How to Get the Best Loan when Downsizing Your Home

When you are downsizing your home, you have an opportunity to achieve a very affordable mortgage program. You have this opportunity because you are selling a large asset in exchange for a smaller asset. This gives you flexibility up front. Use the extra liquidity you have to get the cheapest mortgage in the long run. This means that even if you do not recognize large savings on the front end, you should select a plan that will cost you the least amount from initiation to maturity.

Place a Large Down Payment

A first-time home buyer rarely has the cash to place a large down payment. Even as that home buyer upgrades to a new home, he or she will consistently have to stretch profits from a home sale in addition to savings in order to truly purchase a more expensive home. This cycle continues throughout a homeowner's life until, perhaps upon retirement, the homeowner decides to downsize. If you are in this position, you are lucky enough to have a huge amount of cash from the sale of your last home to apply toward the purchase of a smaller, more affordable space. This gives you the flexibility to put 20 percent or more down on the home, reducing your total mortgage, avoiding mortgage insurance and getting a better interest rate.

Buy Down Your Interest

The extra cash you have at the beginning of your loan can help with more than just a down payment. Your lender will typically offer you the opportunity to buy down points on your interest. This keeps your monthly payments low for a few years. In the long run, it offers even more savings because you are actually receiving a discount on your interest if you pay up front. Ask about a buy-down option for the beginning years of your mortgage. With this option, you will save thousands over the life of your loan.

Select a Short Mortgage

Since your mortgage loan will be smaller with a large down payment, you may consider taking a loan that is shorter than the standard 30 years. Shorter loans come with lower interest rates. These rates also compound less frequently over time, making the realized APR over the life of the loan much lower. If you can afford to pay the loan off in 10 or 15 years, you will be living debt free in your new home much sooner. This is particularly advantageous if you are approaching retirement.
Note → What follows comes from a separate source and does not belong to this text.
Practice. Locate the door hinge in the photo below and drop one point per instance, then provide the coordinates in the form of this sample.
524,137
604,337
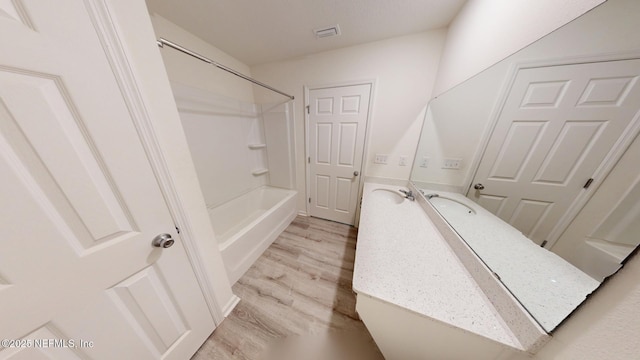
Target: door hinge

Elect High Monthly Payments

The only way to shorten the length of a loan is to pay more monthly. If you are earning the same income you previously earned, you can afford to pay the same mortgage on your new, downsized home as you did on your previous residence. Budgeting for the mortgage as if it were much larger is a great way to assure you pay down the loan quickly. Since you already lived on this budget for years, you will notice no real change in your spendable income in the short run.